San Martín hubo de sufrir el trato discriminatorio por su condición de mulato, de hijo natural y pobre. De un natural sensible y bondadoso, y movido por su amor a Jesucristo crucificado, estuvo dominado por la compasión hacia todos los que sufrían: enfermos, pobres, abandonados y marginados. Los más conmovedores testimonios sobre su caridad (Juan XXIII le llamaba "el santo de la caridad") proceden de los testigos del proceso diocesano de beatificación, iniciado al poco de morir.

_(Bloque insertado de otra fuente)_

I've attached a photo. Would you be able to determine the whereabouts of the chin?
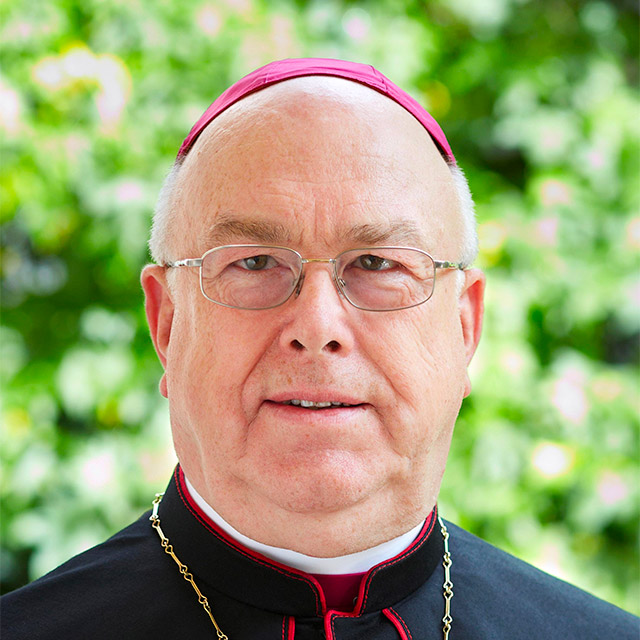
[254,455,384,515]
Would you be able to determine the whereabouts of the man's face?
[143,78,481,543]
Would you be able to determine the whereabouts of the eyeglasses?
[165,244,465,311]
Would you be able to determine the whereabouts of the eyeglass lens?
[201,245,435,311]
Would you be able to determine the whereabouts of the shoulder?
[447,523,640,640]
[0,514,199,640]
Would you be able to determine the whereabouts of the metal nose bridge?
[293,258,344,298]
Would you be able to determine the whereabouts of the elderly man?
[3,60,639,640]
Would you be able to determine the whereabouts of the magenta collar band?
[178,58,455,162]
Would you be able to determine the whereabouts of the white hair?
[149,159,182,264]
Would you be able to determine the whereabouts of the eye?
[354,254,397,271]
[235,254,278,271]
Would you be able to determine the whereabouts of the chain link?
[149,493,453,640]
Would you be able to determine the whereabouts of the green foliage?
[0,0,640,613]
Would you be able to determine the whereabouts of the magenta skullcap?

Mientras vivió aquí en la tierra, practicó incansablemente las obras de misericordia, de cuyos beneficios nadie queda excluido: negros, indios y europeos, mulatos y crollos, libres y encarcelados, inocentes y delincuentes, ricos y pobres. Después de la muerte de San Martín, su culto se ha convertido en un instrumento providencial para unir en la fe en Jesucristo y en el amor de Dios a todo tipo de razas y culturas. San Martín se ha convertido en el patrón especial de los enfermos y en el protector de los pobres, de los marginados y de los que sufren cualquier sufrimiento o necesidad de orden físico o espiritual.